According to the documents, Prabowo was director of a company called Nusantara Energy Resources that opened in Bermuda in 2001 and closed in 2004. Tommy Suharto was director of a company registered in Bermuda called Asia Market Investment, which opened in 1997 and closed in 2000.
Sandiaga, whose name also came up in last year’s Panama Papers leak in relation to shell companies in the British Virgin Islands, was shown to have worked with a Canadian oil and gas exploration company called NTI Resources.
It is difficult to penalize the offshoring of assets as it is rarely illegal. But in Indonesia, the revelations have come during a year of aggressive crackdowns on tax evasion from the Finance Ministry.
Finance Minister Sri Mulyani told reporters this week that she would examine the records of everyone named in the Paradise Papers, although a spokesperson for the ministry said they could not comment on their findings until the remaining 215 Indonesian names have surfaced.
Tommy Suharto showily declared over $910 million last year in the minister’s flagship tax amnesty program to recover overseas assets, more than doubling the revenue at that point.
“As a journalist, I just want people to know how the world works,” said Drew Sullivan, one of the leaders of the ICIJ effort. “Countries like Russia, China. Brazil and Indonesia have too much of their economies, their industries, their wealth and assets moving through opaque structures that hide corruption and wealth. That is not good. You can’t do business in the dark because it’s dangerous and helps corruption thrive.”
“We will try to obtain more comprehensive and detailed data on the individuals named in the Papers as part of efforts to ensure taxpayer compliance,” said Hestu Yoga Saksama, spokesman for the Directorate General of Taxation.
“We’re not shocked by the names that have surfaced,” said Firdaus Ilyas of Indonesia Corruption Watch. “Particularly for the Suhartos — there have historically been very few consequences for that family.” “And Prabowo and Sandi are prominent figures, but they usually campaign on identity politics,” he said, so corruption allegations are unlikely to seriously impact their image or electability.
The challenge of accountability
The offshoring implied by the Paradise Papers is “very typical” of Indonesian business, said Wayne Forrest, who leads the American Indonesian Chamber of Commerce. “The companies registered probably were established in the 1990s… keeping money offshore is standard practice when your currency can devalue,” as it did during the Asian financial crisis and the fall of Suharto.

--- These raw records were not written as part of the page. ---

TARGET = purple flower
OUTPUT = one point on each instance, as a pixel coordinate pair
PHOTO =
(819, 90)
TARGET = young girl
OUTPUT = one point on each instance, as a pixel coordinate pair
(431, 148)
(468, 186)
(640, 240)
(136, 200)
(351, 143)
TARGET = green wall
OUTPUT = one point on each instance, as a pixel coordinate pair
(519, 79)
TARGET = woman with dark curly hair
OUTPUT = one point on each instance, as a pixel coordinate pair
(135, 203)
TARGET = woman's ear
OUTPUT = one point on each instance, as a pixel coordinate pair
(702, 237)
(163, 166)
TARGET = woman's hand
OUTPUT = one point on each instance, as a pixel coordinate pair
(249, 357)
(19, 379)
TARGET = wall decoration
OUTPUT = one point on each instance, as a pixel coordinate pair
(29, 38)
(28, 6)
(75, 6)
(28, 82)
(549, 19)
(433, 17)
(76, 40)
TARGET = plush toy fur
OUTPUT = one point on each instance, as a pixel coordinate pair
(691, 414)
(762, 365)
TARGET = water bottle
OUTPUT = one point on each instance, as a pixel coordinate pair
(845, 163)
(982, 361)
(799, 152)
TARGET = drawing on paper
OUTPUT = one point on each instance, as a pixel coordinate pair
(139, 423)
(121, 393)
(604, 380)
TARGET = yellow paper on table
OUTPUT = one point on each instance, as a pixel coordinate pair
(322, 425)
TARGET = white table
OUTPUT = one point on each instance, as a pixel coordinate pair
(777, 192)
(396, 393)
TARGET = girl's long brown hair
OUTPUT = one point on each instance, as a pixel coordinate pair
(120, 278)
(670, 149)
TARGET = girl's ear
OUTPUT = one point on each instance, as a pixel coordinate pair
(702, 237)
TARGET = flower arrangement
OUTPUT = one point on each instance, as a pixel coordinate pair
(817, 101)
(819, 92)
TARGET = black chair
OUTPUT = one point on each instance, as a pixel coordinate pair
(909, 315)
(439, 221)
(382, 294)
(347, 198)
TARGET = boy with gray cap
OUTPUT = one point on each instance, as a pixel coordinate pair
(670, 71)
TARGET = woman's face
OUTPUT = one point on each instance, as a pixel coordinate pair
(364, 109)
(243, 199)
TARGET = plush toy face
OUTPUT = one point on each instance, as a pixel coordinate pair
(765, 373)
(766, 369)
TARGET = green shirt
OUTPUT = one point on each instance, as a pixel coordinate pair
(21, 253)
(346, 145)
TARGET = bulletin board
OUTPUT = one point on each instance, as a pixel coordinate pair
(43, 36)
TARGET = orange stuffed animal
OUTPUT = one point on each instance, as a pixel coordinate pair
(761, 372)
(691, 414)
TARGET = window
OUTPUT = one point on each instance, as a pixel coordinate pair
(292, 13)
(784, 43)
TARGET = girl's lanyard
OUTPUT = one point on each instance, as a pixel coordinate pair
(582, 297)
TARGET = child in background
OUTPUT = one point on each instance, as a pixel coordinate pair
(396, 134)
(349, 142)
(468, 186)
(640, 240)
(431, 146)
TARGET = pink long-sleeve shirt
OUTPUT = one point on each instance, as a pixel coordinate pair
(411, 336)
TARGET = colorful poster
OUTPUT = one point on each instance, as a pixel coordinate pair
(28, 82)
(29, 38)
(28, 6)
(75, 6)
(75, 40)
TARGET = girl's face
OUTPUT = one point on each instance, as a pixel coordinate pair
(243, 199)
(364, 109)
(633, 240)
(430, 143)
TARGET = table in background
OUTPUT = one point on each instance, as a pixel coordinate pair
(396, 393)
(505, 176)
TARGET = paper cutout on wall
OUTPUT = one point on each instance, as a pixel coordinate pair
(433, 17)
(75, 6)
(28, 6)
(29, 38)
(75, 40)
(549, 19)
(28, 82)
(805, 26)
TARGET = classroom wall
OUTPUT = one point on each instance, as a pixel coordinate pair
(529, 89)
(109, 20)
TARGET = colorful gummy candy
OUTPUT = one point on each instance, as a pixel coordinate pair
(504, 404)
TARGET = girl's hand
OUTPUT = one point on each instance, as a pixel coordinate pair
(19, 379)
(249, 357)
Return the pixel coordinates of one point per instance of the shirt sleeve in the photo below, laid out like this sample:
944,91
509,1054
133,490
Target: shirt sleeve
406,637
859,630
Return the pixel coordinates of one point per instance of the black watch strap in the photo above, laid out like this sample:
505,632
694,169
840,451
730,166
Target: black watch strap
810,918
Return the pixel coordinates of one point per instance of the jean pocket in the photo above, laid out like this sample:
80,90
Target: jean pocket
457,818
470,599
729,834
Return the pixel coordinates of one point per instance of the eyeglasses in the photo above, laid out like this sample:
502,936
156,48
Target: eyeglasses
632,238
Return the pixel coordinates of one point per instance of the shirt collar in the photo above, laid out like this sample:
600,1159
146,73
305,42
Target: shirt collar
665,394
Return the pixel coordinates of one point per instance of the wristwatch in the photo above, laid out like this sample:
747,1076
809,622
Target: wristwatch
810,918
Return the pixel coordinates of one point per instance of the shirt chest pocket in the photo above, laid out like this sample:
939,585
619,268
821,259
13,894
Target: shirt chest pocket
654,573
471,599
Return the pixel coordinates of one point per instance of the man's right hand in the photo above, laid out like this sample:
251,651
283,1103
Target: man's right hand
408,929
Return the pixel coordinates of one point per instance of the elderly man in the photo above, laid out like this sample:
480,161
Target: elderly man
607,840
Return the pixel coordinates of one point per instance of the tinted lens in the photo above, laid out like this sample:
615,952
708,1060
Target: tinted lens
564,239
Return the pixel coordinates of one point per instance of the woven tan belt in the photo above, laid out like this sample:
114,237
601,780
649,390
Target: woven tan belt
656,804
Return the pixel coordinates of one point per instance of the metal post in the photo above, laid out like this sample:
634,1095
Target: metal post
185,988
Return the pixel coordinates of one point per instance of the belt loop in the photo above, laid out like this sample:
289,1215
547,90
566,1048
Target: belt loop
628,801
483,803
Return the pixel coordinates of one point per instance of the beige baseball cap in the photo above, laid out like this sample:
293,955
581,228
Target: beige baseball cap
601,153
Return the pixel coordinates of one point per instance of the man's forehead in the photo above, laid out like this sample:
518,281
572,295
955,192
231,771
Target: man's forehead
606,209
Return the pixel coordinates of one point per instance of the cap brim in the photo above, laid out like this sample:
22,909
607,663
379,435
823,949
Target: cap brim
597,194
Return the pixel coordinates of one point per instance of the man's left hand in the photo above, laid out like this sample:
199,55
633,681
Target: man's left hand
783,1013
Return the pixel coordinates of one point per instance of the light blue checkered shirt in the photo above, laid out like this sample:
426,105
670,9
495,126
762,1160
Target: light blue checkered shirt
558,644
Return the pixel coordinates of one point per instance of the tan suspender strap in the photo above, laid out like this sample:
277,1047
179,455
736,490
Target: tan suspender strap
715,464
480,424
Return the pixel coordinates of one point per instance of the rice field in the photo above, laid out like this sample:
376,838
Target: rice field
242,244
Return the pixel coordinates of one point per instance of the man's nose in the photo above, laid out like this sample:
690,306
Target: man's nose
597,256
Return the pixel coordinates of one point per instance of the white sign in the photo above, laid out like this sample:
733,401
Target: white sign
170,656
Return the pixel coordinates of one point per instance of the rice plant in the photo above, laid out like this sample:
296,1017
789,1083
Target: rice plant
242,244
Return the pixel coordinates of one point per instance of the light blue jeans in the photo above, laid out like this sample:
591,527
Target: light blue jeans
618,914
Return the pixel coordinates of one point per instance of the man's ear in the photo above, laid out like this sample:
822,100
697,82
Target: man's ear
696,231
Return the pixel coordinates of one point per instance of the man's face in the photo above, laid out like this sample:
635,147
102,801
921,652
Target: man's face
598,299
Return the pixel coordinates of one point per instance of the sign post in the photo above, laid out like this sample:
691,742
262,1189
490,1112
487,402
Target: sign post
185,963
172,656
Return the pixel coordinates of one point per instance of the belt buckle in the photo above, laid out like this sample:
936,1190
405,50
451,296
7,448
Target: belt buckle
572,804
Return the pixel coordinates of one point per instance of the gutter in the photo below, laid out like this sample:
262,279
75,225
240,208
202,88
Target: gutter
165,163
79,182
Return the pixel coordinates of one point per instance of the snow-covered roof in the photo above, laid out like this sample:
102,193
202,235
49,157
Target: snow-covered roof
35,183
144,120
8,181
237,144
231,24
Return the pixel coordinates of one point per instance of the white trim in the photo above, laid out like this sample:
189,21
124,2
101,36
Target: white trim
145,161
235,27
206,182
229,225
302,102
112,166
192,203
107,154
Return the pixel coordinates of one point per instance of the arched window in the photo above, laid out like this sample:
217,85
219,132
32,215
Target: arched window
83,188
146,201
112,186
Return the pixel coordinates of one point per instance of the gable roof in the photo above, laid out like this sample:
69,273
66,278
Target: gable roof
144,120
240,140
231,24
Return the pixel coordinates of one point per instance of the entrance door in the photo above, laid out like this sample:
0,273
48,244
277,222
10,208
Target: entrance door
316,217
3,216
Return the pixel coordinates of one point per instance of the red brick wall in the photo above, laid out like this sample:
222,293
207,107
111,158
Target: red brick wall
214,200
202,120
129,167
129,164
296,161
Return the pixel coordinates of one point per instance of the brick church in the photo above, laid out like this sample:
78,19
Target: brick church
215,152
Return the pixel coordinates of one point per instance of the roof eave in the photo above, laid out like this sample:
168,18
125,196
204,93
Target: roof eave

“Frankly we’re not sure the Directorate General of Taxes is brave enough to investigate the Paradise Papers further; we still haven’t even heard any follow-up to the Panama Papers,” said Firdaus. “[Finance Minister] Sri Mulyani is the best hope for now.”
But there are high costs to investigating the claims: Tommy Suharto once plotted the murder of a judge who served him a corruption charge in 2000; Prabowo organized the kidnappings of pro-democracy activists in 1997 and 1998.
“There is low incentive for Indonesian journalists to follow up on these figures, even though it is the crucial next step” said Andreas Harsono, a former journalist and current researcher with Human Rights Watch in Jakarta. “We need to connect the companies cited in the Papers with the acts they did within Indonesia. Otherwise they are just names.”
Harsono cited the example of George Aditjondro, a journalist who made it his mission to surface the details of Suharto family wealth in the late 1990’s.
“It was a lonely quest, and he died with hardly a penny to his name,” said Harsono. “The fact that he did it is amazing. But working on asset recovery in Indonesia is usually a thankless task.”